La première année, qui compte 180 élèves, recrute des bacheliers. «Nous sélectionnons un candidat sur trois sur des critères de culture générale, de maîtrise de l'anglais, mais surtout de motivation, indique Bruno Valluet. Notre école est réputée pour son encadrement. L'assiduité aux cours est obligatoire.» L'ESP a par ailleurs mis en place une procédure inédite de rentrée différée en janvier, pour «permettre aux déçus de l'université de ne pas perdre un an». Elle intègre par ce biais une trentaine d'étudiants.
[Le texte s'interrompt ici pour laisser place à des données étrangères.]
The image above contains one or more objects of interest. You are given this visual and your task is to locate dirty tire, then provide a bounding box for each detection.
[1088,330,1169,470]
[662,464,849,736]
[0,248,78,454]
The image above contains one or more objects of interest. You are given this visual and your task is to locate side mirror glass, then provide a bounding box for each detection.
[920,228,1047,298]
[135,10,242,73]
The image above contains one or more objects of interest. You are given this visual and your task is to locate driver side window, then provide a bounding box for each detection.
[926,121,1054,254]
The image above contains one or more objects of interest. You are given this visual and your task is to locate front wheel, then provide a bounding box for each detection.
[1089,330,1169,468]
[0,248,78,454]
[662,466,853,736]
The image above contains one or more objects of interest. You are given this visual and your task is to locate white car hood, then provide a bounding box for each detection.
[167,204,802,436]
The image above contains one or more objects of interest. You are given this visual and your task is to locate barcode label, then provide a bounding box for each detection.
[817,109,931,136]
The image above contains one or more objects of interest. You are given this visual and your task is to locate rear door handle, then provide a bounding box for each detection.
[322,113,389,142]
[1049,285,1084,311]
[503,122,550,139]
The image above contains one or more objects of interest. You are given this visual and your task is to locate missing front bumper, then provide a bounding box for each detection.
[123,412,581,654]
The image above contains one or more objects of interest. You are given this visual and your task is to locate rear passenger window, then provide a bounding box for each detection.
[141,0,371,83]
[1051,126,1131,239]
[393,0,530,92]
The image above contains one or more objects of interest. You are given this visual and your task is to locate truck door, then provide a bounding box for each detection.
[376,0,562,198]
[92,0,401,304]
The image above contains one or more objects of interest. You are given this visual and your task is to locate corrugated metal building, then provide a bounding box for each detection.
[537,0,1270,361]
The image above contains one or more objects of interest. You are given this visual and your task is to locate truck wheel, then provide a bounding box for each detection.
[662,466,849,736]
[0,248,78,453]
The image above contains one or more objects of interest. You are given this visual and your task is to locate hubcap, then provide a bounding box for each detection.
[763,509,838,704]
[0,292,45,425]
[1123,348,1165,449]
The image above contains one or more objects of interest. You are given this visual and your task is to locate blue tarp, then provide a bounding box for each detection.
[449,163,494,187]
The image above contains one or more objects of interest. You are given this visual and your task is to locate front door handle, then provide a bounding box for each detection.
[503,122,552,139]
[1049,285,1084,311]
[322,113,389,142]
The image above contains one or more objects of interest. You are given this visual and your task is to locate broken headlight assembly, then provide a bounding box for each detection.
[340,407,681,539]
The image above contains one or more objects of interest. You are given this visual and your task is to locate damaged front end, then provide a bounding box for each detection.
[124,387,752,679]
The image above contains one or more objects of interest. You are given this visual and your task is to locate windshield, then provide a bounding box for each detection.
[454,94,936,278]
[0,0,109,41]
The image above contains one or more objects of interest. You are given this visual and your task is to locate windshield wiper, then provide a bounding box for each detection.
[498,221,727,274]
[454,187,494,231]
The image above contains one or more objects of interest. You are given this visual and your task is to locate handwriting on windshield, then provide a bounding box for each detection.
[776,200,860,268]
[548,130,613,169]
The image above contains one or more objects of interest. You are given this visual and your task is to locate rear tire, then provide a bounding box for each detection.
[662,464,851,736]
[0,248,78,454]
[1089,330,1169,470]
Depuis 2002, l'ESP a doublé sa surface pour atteindre 1400 m2 et a multiplié par deux ses effectifs pour les porter à 500 étudiants. «Nous voulons garder cette dimension à taille humaine, confie Patrice Villain. En revanche nous réfléchissons à des formations connexes sur les ressources humaines, l'événementiel ou le numérique par acquisitions ou alliances avec des partenaires.»

Par la personnalité de ses directeurs, qui ont déjà fait carrière dans une première vie (Patrice Villain, diplômé de l'Ecole pratique des hautes études sous l'ère de Jean Fourastié et membre du jury HEC entrepreneurs, a débuté dans l'imprimerie familiale avant de devenir consultant en fusion-acquisition, et Bruno Valluet, diplômé de Sciences Po, est avocat d'affaires honoraire), l'ESP se singularise par son esprit familial. Ce qui ne la dispense pas de plancher sur les enjeux de la formation.